One of the features that the Elastic Stack doesn’t really support well (yet) is an enrichment system. They did introduce an elasticsearch side enrichment system in 7.5, but in my opinionn theres a few problems with it:

  • It runs inside ElasticSeach using ES pipelines, which are harder to design and operate than something Logstash side, as wellas not quite being as flexible I’d like.
  • As it runs in ES ingest nodes, it has a license cost impact
  • The processors available have some limitations, such as no support for range queries currently, which is important in the use case I’ll be writing about here.

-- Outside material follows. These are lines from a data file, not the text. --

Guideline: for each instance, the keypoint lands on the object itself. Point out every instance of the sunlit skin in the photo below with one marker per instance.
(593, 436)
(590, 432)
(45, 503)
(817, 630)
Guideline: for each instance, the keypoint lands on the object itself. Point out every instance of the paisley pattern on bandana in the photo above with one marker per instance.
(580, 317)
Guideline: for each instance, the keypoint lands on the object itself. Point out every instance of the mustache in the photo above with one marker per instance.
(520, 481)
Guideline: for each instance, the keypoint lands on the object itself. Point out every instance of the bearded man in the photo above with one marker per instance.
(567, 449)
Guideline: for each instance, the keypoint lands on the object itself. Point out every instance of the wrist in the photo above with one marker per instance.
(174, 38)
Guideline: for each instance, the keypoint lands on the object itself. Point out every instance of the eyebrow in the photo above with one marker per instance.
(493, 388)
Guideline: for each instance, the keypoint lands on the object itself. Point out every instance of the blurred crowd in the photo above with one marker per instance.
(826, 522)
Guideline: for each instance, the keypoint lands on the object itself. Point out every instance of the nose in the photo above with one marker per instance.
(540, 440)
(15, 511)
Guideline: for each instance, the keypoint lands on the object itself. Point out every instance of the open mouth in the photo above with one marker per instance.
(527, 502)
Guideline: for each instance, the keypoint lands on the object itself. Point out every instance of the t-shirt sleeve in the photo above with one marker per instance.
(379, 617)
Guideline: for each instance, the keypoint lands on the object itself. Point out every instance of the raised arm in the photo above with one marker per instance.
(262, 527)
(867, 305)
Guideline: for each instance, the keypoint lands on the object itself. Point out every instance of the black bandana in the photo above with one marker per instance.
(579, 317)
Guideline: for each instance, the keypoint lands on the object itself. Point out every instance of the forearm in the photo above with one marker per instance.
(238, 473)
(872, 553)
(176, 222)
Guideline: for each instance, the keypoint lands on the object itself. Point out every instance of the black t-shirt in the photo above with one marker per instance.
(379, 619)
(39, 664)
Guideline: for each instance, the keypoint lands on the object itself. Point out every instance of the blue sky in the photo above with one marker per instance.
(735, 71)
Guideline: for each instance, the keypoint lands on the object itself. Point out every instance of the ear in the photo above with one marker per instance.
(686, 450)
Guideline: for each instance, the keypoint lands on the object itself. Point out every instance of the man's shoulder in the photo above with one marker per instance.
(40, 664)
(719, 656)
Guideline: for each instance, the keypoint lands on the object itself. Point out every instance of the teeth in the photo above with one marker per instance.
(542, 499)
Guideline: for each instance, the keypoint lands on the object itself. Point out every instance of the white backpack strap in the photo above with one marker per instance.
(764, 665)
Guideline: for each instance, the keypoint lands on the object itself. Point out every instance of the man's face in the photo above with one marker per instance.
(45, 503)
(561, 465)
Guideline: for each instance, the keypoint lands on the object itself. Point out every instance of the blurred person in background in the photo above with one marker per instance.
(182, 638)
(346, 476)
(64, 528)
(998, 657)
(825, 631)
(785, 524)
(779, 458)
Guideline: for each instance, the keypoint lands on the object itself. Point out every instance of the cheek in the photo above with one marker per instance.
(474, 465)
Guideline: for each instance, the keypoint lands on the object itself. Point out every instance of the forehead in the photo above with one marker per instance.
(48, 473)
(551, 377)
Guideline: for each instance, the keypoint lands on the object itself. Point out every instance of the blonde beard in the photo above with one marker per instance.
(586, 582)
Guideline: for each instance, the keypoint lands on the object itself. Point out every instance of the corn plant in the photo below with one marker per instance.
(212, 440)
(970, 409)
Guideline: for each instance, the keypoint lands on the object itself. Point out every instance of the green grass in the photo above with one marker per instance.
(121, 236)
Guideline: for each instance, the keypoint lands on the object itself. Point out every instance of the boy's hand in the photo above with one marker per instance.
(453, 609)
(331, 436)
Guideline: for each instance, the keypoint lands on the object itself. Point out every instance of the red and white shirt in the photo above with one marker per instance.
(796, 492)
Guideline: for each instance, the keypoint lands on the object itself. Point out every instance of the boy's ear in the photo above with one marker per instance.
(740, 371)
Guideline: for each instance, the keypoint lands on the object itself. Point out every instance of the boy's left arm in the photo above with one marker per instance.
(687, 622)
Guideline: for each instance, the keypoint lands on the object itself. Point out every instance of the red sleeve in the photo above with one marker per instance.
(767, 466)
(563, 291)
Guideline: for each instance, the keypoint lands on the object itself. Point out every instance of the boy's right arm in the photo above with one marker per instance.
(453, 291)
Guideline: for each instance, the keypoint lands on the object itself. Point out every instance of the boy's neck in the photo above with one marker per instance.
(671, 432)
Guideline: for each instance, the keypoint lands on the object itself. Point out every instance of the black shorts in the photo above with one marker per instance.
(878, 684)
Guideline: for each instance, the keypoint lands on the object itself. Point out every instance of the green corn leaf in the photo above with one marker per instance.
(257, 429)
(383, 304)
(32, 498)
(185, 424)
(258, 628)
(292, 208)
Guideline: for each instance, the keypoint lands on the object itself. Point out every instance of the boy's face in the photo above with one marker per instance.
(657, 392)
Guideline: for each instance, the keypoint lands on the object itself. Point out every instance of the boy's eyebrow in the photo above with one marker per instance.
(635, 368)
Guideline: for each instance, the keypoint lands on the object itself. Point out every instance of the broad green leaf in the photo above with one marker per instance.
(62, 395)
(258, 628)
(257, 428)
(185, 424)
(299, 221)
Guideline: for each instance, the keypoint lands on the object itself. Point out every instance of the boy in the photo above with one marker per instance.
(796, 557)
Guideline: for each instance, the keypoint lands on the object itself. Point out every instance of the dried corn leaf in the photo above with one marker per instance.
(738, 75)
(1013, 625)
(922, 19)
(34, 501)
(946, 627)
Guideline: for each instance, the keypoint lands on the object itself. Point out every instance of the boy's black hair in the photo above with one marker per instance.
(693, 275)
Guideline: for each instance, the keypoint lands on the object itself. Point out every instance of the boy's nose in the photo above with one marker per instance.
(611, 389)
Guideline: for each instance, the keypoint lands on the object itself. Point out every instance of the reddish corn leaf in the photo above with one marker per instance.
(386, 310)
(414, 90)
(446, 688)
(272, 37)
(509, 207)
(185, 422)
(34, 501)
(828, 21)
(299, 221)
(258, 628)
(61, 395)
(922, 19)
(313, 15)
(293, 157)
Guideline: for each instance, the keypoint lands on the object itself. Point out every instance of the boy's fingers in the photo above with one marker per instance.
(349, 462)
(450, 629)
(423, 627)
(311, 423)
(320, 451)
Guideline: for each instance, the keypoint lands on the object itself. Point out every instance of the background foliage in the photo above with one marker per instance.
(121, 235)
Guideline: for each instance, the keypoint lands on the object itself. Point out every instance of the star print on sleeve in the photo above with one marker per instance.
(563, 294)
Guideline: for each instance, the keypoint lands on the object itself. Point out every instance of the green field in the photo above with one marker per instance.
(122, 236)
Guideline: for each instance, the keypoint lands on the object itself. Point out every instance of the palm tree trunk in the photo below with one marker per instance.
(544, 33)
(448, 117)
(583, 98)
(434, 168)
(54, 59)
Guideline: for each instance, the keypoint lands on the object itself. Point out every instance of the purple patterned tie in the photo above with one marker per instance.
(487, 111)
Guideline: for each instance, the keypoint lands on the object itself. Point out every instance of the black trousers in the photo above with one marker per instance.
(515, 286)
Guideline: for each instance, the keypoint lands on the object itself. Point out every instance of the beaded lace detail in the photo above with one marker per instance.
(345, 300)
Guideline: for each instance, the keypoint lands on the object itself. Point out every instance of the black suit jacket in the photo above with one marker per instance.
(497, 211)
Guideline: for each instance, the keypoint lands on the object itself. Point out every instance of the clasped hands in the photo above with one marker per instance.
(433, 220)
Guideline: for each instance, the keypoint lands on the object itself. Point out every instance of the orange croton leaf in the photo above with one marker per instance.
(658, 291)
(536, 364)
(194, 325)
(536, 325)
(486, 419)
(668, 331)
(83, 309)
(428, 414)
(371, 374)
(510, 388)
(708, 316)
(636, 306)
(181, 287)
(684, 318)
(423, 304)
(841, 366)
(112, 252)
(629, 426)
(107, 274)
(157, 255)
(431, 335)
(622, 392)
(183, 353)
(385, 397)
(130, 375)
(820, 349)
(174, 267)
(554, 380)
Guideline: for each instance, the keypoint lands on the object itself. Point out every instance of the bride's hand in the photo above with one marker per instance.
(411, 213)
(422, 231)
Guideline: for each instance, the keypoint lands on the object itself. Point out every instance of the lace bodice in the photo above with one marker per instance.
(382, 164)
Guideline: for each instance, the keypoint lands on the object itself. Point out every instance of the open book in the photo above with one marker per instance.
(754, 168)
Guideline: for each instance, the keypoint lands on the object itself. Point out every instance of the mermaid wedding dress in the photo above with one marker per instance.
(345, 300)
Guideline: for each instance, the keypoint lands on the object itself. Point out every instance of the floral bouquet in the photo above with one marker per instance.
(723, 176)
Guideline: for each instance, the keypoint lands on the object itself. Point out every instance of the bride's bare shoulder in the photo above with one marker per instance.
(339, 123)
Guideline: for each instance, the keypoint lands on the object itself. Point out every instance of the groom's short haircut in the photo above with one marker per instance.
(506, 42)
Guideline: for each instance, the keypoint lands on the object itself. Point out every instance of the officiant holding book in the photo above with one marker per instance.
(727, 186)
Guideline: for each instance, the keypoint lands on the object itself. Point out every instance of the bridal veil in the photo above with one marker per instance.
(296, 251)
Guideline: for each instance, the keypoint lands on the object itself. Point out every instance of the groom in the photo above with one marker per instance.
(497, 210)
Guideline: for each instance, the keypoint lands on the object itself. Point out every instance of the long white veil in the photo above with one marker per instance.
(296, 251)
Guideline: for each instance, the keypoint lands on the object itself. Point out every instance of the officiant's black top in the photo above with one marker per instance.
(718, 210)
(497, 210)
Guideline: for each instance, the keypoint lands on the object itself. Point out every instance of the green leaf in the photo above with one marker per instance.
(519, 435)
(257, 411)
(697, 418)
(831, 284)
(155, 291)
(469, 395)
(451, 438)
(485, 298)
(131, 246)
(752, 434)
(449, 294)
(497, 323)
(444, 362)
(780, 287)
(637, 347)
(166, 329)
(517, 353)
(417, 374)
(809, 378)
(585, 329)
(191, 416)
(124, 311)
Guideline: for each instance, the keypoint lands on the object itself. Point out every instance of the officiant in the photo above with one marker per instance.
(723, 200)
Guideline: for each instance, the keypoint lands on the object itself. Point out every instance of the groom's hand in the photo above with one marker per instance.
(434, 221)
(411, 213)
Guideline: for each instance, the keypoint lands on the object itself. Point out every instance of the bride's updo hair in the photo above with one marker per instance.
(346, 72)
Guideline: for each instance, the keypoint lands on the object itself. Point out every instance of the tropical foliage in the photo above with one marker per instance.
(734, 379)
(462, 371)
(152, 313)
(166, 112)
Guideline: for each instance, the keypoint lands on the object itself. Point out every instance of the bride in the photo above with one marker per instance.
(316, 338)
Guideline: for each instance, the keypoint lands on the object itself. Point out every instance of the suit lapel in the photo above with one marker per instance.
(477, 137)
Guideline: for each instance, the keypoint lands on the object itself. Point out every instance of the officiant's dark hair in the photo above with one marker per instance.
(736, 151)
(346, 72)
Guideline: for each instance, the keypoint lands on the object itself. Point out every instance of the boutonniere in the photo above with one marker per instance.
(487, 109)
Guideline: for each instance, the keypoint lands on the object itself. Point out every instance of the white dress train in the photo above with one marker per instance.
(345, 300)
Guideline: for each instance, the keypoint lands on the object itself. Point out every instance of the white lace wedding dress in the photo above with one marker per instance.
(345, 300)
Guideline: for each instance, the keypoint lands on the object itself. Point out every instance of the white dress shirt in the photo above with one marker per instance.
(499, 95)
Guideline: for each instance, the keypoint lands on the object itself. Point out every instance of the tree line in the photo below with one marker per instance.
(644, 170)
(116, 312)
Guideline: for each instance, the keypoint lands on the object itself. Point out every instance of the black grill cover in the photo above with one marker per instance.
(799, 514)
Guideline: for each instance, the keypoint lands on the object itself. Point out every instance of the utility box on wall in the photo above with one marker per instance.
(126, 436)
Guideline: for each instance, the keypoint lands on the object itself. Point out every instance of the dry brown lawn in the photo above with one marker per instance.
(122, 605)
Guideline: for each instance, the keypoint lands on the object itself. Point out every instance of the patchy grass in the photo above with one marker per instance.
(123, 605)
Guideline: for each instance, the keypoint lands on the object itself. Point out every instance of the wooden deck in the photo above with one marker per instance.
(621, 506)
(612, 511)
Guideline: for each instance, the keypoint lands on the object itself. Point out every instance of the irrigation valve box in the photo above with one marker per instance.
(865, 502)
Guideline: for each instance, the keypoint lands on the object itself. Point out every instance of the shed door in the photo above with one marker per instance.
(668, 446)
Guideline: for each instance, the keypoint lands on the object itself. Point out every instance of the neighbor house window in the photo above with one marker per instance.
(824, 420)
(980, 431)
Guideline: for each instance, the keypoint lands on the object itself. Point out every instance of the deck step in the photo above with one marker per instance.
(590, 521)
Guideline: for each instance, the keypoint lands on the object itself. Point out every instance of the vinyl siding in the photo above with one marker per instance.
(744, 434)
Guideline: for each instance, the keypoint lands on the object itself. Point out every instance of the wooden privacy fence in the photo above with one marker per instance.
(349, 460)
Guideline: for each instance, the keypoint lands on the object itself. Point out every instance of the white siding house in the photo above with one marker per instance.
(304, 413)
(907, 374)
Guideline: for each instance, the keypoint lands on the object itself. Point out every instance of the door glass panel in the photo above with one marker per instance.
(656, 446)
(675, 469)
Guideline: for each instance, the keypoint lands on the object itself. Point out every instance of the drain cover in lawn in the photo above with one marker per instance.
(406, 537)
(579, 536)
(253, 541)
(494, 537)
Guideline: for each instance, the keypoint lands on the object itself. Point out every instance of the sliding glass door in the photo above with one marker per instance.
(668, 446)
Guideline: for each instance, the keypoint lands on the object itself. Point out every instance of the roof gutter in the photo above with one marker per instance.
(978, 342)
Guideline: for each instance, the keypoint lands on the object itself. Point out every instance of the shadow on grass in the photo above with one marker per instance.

One of the requirements I have for our SIEM is to be able to identify events coming from “known risky IPs”. Those risky IPs could be known botnets, spam sources, tor exit nodes, or anything else that you or threat intelligence providers/feeds classify as a risk.

After much research I settled on the approach I’ll detail below.

First I needed a way of collecting threat feeds in such a way that they’d be useable by the SIEM. For this I settled on using Minemeld, a product by Palo Alto networks, as they describe it “an open-source application that streamlines the aggregation, enforcement and sharing of threat intelligence”.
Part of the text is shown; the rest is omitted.